Everything Dan and Mohammed have said has been helpful and a phone call to Mohammed helped a lot. The last thing he said was the same as Keith: ".find that 55045!"

Unfortunately, I have looked everywhere and have been unable to find that 55045. I guess I'll have to get another one.

Meanwhile I have other decoders to program, buy and install but Mohammed solved my biggest problem by telling how to bring the layout's MTS up to 10 amps with the 55090 which I already had hooked up to the inside mainline. With 10 amps I should be able to handle everything and if necessary I have a few more 55090's for wherever they may be needed.

LGB must have had me in mind when they came out with MTS as it really suits the little I want from DCC.
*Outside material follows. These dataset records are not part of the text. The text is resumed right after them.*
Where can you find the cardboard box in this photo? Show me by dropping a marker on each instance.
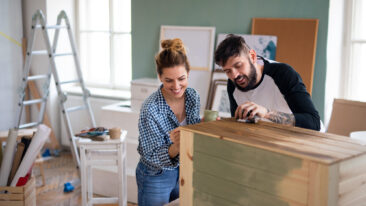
(347, 116)
(19, 196)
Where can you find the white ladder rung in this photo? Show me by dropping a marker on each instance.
(56, 27)
(63, 54)
(35, 77)
(73, 109)
(32, 124)
(39, 52)
(105, 200)
(69, 82)
(33, 101)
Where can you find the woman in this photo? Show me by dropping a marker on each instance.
(171, 106)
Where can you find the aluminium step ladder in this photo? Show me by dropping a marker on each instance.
(39, 22)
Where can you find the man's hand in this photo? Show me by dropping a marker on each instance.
(250, 109)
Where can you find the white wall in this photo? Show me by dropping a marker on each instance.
(335, 57)
(11, 60)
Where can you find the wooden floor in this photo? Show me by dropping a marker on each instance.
(58, 171)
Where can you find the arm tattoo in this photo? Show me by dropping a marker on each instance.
(281, 118)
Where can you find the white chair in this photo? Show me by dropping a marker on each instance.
(109, 152)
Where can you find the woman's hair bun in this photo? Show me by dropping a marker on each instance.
(173, 45)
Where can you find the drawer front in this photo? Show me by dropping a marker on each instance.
(246, 175)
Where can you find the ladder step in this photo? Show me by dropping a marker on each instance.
(63, 54)
(69, 82)
(40, 52)
(33, 101)
(35, 77)
(38, 26)
(32, 124)
(73, 109)
(56, 27)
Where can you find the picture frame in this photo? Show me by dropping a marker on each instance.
(198, 40)
(219, 99)
(199, 43)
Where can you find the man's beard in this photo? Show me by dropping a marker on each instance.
(252, 79)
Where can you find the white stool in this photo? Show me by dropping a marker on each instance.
(110, 152)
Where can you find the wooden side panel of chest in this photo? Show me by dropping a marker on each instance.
(220, 172)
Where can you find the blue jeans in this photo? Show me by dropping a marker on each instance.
(156, 187)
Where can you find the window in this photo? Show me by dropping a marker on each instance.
(104, 33)
(355, 69)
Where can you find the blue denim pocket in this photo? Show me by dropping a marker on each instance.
(144, 170)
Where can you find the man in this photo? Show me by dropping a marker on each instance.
(261, 88)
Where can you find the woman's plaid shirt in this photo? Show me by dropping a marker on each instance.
(156, 121)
When LGB went bankrupt I was lured away by Aristo's new diesels and the plug in Revolution and stainless track for outdoors. 

Now with Aristo gone and decreased mobility I am back indoors with the LGB trains, brass track and MTS so for me it turns out I made the right choices back when I built these layouts.
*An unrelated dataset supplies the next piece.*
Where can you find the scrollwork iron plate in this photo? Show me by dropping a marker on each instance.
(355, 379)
Clearly I still have a lot to learn about MTS but within my limited needs it should not be too difficult to work out.

Thanks guys,

Jerry


----------



## Cougar Rock Rail (Jan 2, 2008)

Sounds like you're getting there Jerry, so that's good.
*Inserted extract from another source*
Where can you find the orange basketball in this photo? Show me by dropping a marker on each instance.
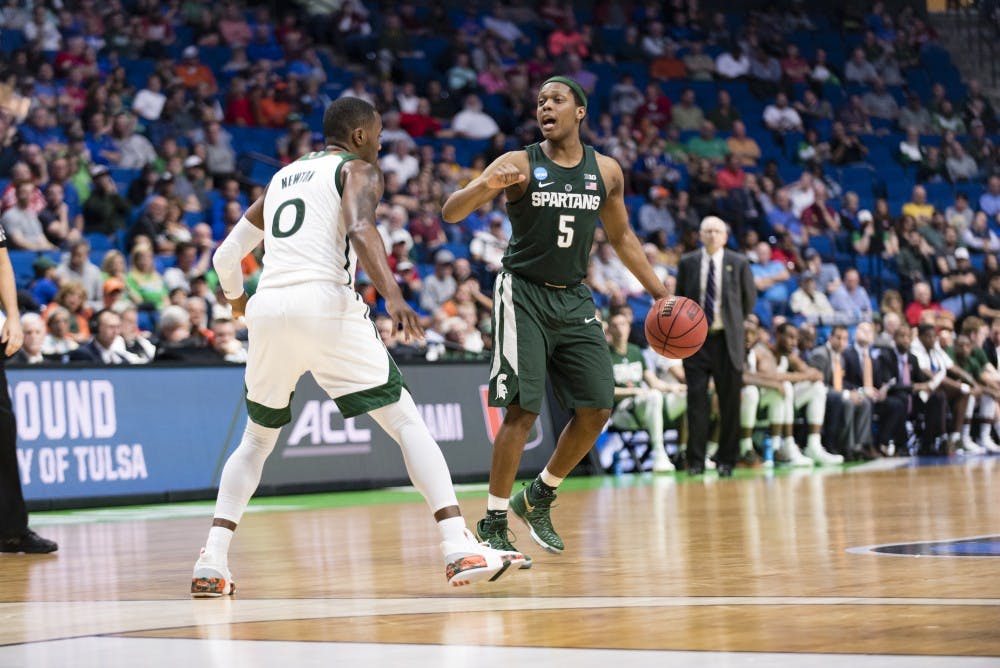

I would work hard to reduce your current requirement, as Greg pointed out by switching everything you can to use LED's. It's amazing how little you can get by with relatively short trains, flat grades, and efficient motors wherever possible(Buhlers).


----------



## Jerry McColgan (Feb 8, 2008)

Hi Keith,

I gave up on finding my 55045 so I ordered a replacement on eBay. I hate paying twice for something but perhaps I never did have a 55045 (but if not I don't know how I happen to have the serial and other cord from a 55045)???

Fortunately when I built the layouts I built them for maximum utilization within the space available including parking space for F7ABA's pulling 12 freight cars & caboose or F7ABBA's pulling 16 freight cars & caboose. The main layout is perfectly flat (the ramps, lower levels, and outside will stay with analog track power or Revolutions). 










The Moguls usually have 6 LGB coaches or 7 freight cars & caboose and the little LGB lights don't draw much power.

Perhaps the main attraction of the layout for me is that, because it is in the crawl space, it is dark as night when the lights are off. The lights are on a dimmer so I can lighten or darken it to simulate any time of day. When I run the trains the only illumination usually is just the building lights and the train lights so the bright lights of the Aristo Heavyweights are an attraction rather than a problem. The 10 amp LGB Jumbo has always been plenty of power to run anything (a separate LGB 51070 provided an extra 5 amps for the center line and wye).

I think that with Mohammed's recommendations the layout now has 10 amps for MTS power and that should work out well but if not I think Massoth has a 12 amp unit available so if necessary there is a back up plan.

A lot of my focus at the present is to get everything that is currently on the layout working with MTS with as little mental or physical work on my part (and hopefully at minimal additional expense).

For me personally I've always found DCC complicated and intimidating. At 70 I find it even more so which is why I find it very desirable to fall back to the dumbed down LGB MTS version. 

Thanks again,

Jerry


----------



## Jerry McColgan (Feb 8, 2008)

*I Found my LGB 55045*

GOOD NEWS!!!

I had given up on finding it but I just found my LGB 55045 Programming Module under a bunch of stuff in the Caboose. I have no idea why I had left it there as I have not done any work out there for at least a year and a half (but then my original plan was to have a workshop out there).

I will download the software tomorrow (or tonight) and get busy with it tomorrow.

Jerry


----------



## Jerry McColgan (Feb 8, 2008)

I have spent the past week working with the LGB 55045, Version 6.0 of the MTS-PC software and got it working on a couple of old Toshiba XP laptops with a Garmin RS232-USB adapter cable. Also got the Massoth DCC Programmer software up and running with it but it is somewhat confusing.

I did get the DiMAX 1210Z system and have updated my old Navigator etc. so things are getting better. Today I will try to get everything to run on a Windows 7 laptop (Windows 8.1 apparently is incapable of running the LGB 55045 software V6.0). I thought I had V6.1 but at this point I'm not sure that 6.0 is not the latest version.

Getting there,

Jerry


----------